Source:Biomaterials, Volume 177
Author(s): Yang Zhu, Yasumoto Matsumura, Murugesan Velayutham, Lesley M. Foley, T. Kevin Hitchens, William R. Wagner
Tissue damage and the impairment of regenerative processes by excessive reactive oxygen species (ROS) contributes to the pathogenesis of various diseases in soft tissues including diabetes, atherosclerosis, Parkinson's disease and myocardial ischemic/reperfusion injury.

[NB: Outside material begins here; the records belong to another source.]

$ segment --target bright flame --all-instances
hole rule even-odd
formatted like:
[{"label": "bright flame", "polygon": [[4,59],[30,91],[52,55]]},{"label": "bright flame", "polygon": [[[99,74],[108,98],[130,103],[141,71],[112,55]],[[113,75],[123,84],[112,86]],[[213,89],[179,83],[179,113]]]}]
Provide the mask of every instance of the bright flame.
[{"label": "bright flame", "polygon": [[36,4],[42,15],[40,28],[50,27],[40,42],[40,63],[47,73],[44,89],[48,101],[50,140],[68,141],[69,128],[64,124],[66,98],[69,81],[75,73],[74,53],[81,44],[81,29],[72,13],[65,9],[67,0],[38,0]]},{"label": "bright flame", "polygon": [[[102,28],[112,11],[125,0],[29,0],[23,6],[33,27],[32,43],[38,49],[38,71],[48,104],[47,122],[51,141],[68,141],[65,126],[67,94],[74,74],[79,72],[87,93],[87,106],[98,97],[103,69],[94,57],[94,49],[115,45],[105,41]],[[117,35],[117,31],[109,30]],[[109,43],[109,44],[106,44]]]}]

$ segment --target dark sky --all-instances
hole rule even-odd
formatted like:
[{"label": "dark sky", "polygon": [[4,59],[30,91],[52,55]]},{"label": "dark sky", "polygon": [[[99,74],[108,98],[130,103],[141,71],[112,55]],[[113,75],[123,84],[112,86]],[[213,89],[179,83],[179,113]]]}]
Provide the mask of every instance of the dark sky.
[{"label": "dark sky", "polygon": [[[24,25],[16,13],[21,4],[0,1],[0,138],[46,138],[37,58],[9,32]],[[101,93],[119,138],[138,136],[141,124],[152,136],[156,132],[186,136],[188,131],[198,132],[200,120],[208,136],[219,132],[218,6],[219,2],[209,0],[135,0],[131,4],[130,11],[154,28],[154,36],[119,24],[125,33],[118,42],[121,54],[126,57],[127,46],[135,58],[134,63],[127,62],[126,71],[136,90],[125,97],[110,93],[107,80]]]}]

In this study, a thermally responsive injectable hydrogel poly(NIPAAm-co-VP-co-MAPLA-co-MATEMPO) (pNVMT, NIPAAm: N-isopropylacrylamide, VP: vinylpyrrolidone, MAPLA: methacrylate-polylactide, MATEMPO: methacrylate-TEMPO, TEMPO: 4-amino-TEMPO or 4-Amino-2,2,6,6-tetramethylpiperidine-1-oxyl) incorporating recyclable ROS scavenging nitroxide radicals on the polymer backbone was developed to locally control adverse tissue effects from free radical generation. In an in vitro oxidative environment, TEMPO Gel significantly preserved cell viability. In a rat myocardial infarction/reperfusion model, TEMPO Gel diffused through the infarcted myocardium, integrated with the tissue upon gelation, and remained for over one week as visualized by MRI. The TEMPO Gel reduced infarction/reperfusion injury and preserved left ventricle geometry. This thermally responsive hydrogel was demonstrated to have properties desirable for local application to soft tissue beds where oxidative damage by ROS is of concern in pathological mechanisms.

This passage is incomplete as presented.